The explanation of PSR characteristics in both tumours is complicated because it is influenced by many factors, including the permeability of capillaries, the amount of contrast agent leakage, the rate of blood flow, as well as the size of extravascular space [14, 15]. Moreover, the signal intensity is connected with the complex T1- and T2*-shortening effect from the accumulation of contrast agent in the interstitial space of lesion. When the T1-shortening effects, due to accumulation of contrast agent in the interstitial space, overwhelm the T2*-shortening effects, the signal intensity increases and even exceeds the baseline level [14, 15]. The significant difference in the mean rPSR between HABLs and PAs in this study may suggest that contrast agent leakage into the interstitial space in PAs is more pronounced than that in HABLs [8].
In our study DWI was proved to be a less specific and sensitive method in differentiation HABLs from PAs with no statistical significance. However, HABLs presented higher values of both mean ADC as well as min ADC in comparison to PAs (Table 2). Higher ADC values may be explained by a lower rate of cellularity in HABLs compared to PAs, and it may suggest the diagnosis of HABL in the posterior cranial fossa [16]. On the other hand, the results of ADC values in HABLs as well as in PAs appear similar to other benign tumours, which is consistent with previous reports [8, 17, 18] and may help in differentiation from high grade tumours (Table 2).
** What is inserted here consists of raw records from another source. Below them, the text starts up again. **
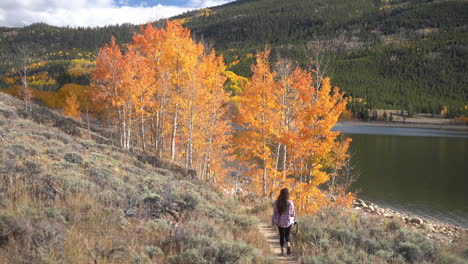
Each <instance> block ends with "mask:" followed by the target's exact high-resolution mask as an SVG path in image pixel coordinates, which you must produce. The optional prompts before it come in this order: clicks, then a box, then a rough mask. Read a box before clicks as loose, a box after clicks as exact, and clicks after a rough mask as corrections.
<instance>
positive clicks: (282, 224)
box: [271, 200, 296, 228]
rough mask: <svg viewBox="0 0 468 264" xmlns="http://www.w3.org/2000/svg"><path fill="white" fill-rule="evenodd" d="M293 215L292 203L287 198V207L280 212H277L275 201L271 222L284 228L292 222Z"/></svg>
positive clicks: (294, 211)
mask: <svg viewBox="0 0 468 264" xmlns="http://www.w3.org/2000/svg"><path fill="white" fill-rule="evenodd" d="M295 216H296V212H295V211H294V204H293V202H292V201H291V200H288V208H287V209H286V211H285V212H283V213H282V214H279V213H278V209H277V208H276V203H275V206H274V209H273V216H272V217H271V221H272V222H273V224H274V225H277V226H279V227H283V228H286V227H288V226H290V225H292V224H293V223H294V217H295Z"/></svg>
Perfusion measurements are more useful than diffusion parameters in differentiation between HABLs and PAs.
High rCBV values and deep perfusion curves with only partial return to the baseline measured within the whole enhancing tumour part characterise HABLs and enable differentiation of them from PAs showing lower rCBV values and the curve overshooting the baseline.
The mean rCBV value showed no overlap in the values between HABLs and PAs, and thus it provided the highest accuracy in distinguishing between these tumour types.
Perfusion MR, as an easy to perform and rapid technique, should be routinely used in differentiation of brain focal lesions, including distinguishing HABLs from PAs.


The work was partially supported by Wroclaw Medical University grant No. ST-868.

Conflict of interest

The authors report no conflict of interest.